The problem with histograms is naturally the
loss of detail produced by binning. Often
this is unimportant but frequently a researcher
does want to be sure that is so.
To compare two sets of values qua distributions,
-qqplot- is pretty nearly an optimal plot. To
compare them as paired values, there are several
good methods.

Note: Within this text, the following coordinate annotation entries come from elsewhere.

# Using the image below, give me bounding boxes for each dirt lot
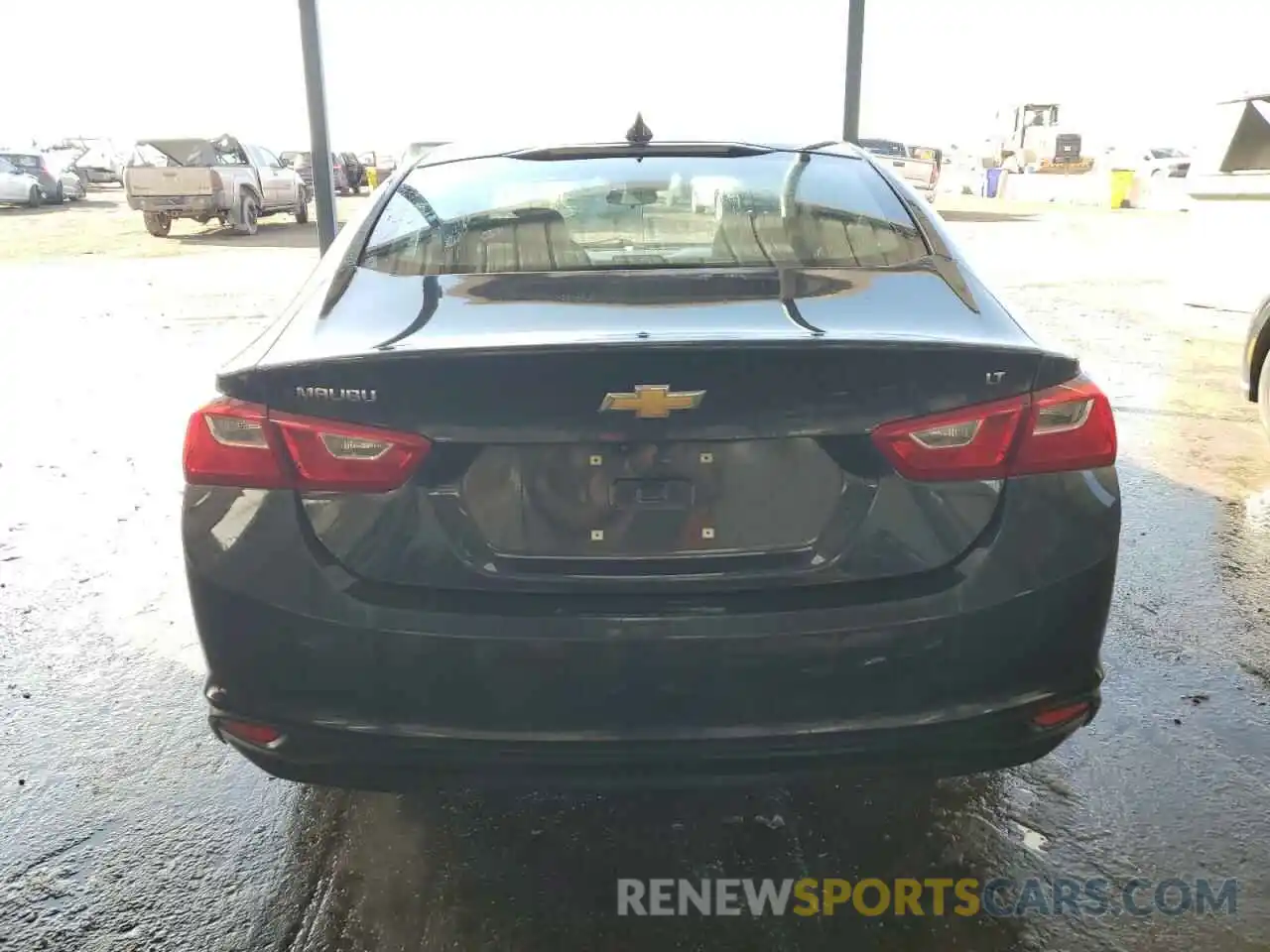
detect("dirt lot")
[0,189,1270,952]
[0,185,366,262]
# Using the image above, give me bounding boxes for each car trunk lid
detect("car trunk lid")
[221,269,1042,588]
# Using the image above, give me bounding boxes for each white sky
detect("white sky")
[0,0,1270,151]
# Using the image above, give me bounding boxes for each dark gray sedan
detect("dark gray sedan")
[183,130,1120,788]
[0,153,66,204]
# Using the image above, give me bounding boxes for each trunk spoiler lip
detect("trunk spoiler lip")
[216,331,1051,396]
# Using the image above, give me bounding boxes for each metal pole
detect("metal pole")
[842,0,865,142]
[300,0,335,254]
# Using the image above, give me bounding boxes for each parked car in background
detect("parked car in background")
[124,136,313,237]
[357,153,396,181]
[58,169,87,202]
[860,139,940,202]
[45,139,127,185]
[278,151,352,195]
[1138,146,1190,178]
[336,153,369,195]
[0,150,66,204]
[0,159,45,208]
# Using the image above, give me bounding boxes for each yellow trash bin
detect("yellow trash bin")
[1111,169,1133,208]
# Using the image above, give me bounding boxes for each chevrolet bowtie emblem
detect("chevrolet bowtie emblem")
[599,384,706,420]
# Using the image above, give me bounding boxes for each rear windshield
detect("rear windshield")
[362,153,927,274]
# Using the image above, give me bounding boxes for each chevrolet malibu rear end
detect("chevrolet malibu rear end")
[183,134,1120,787]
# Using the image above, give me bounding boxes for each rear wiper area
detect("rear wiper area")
[511,142,780,163]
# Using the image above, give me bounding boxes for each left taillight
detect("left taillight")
[185,398,432,493]
[872,377,1116,482]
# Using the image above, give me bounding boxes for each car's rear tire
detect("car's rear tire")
[234,195,260,235]
[141,212,172,237]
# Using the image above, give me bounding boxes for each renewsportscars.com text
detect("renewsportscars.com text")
[617,876,1238,917]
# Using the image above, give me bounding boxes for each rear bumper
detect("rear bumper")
[185,470,1120,788]
[209,690,1101,790]
[128,195,217,216]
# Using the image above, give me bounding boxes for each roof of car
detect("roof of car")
[417,139,862,165]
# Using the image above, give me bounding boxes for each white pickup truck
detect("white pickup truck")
[857,139,940,202]
[123,136,312,237]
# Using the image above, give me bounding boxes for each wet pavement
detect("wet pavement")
[0,212,1270,952]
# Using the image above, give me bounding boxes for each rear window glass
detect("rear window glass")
[362,153,927,274]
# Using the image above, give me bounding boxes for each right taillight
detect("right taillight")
[183,399,432,493]
[872,377,1116,482]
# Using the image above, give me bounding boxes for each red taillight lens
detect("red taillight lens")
[185,399,432,493]
[1031,701,1089,727]
[1010,377,1116,475]
[872,377,1116,481]
[219,720,282,748]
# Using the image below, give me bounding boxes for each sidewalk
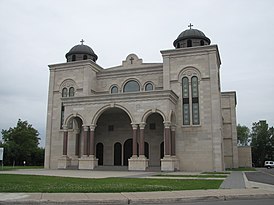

A fairly lengthy discussion with
references is given in
Graphing agreement and disagreement.
Stata Journal 4(3): 329--349 (2004)
> You could do that something like, e.g.
> sysuse auto
> twoway__histogram_gen length if !foreign, start(140) w(10)
> freq gen(h0 x0)
> twoway__histogram_gen length if foreign, start(140) w(10)
> freq gen(h1 x1)
> replace h1=-h1
> gen zero=0
> twoway (rbar h0 zero x0, barw(10)) (rbar h1 zero x1, barw(10)), ///
> yla(-10 "10" -5 "5" 0(5)15) yti(Frequency) ///
> legend(label(1 "Domestic") label(2 "Foreign"))
> Note the very handy command -twoway__histogram_gen- (two
> underscores in the first gap!) that is not in the Stata
> manuals but does have a help file.
Hans J. Baumgartner
> I am estimating treatment effects using propensity scores.
> To discuss the common support I’d like to graph the scores for the
> treated and the controls.
> However, my graph knowledge is very limited and is only sufficient to
> generate a graph, where the scores for the treated and the
> controls are
> displayed next to each other. That is I am using the by(.) option and
> the command historgram.
> I’ve seen the scores are displayed upwards for the treated
> and mirrored
> downwards for the controls in one single graph.